Later industrial and marine boilers turned this inside out and sent the water through tubes in the fire like you describe. This can be more efficient (because it's easier to hold high pressure in water tubes than a loco boiler) but only a few locos tried it and it didn't deliver much benefit there - seems to have been hard to make work well in loco format.
Trains need higher volume + they also have less space for the firebox/men to load them. In a boat you also don't have a water storage challenge. In a train you can store the water in same place as boiler - big win.
Still. The train sometimes stopping mid trip to build up steam was a thing.
Not sure if you are only asking about very old steam ships. More modern designs, as used by various naval forces as well as commercial operators, still use steam to convert thermal energy to mechanical energy. This is true whether they burn crude oil or even have nuclear reactors.
They have methods to "make water" by using some of their energy to run some kind of desalination plant. Traditionally, this was a distillation process.

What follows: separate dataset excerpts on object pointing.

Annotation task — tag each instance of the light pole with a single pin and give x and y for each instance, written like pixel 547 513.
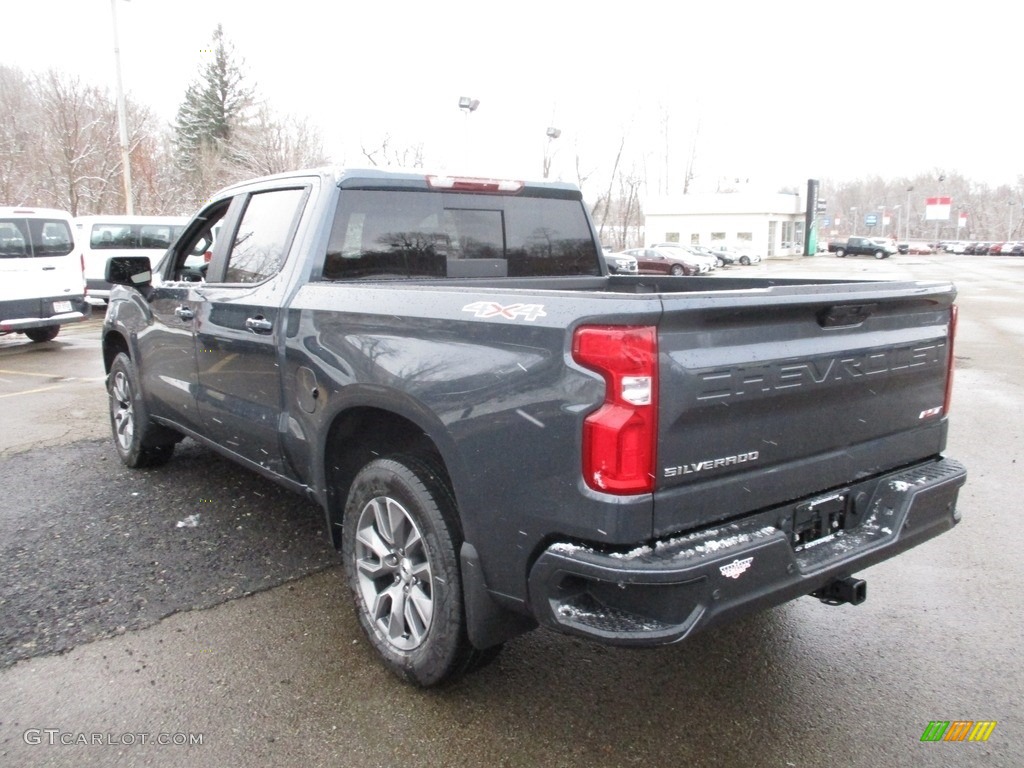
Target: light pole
pixel 906 235
pixel 552 134
pixel 122 115
pixel 467 104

Newer ships might have reverse osmosis systems. I don't know which are preferred in military applications. Reverse osmosis is more energy efficient, but I can imagine that distillation may have more reliability under adverse conditions. I could imagine having both for efficiency with fault tolerance...
They would still also have a reservoir to store water for later use. That way, all the available thermal power can be directed towards locomotion when necessary. They can make water periodically, when power demands allow it and in a manner that would be most efficient for the equipment.
The desalination may not be perfect either. As I understand it, multiple US Navy ships inadvertently exposed their crews to Agent Orange during the Vietnam war through this process. They were not directly exposed to the chemical like victims on the land. Instead, the run-off from land went into river deltas and contaminated water was drawn in by nearby ships. The chemicals made it through the desalination process and into drinking water supplies.
Ships needed a source of pure water for the engines. In fact the boiler feed water system usually had the highest priority for use of pure water ahead of drinking water.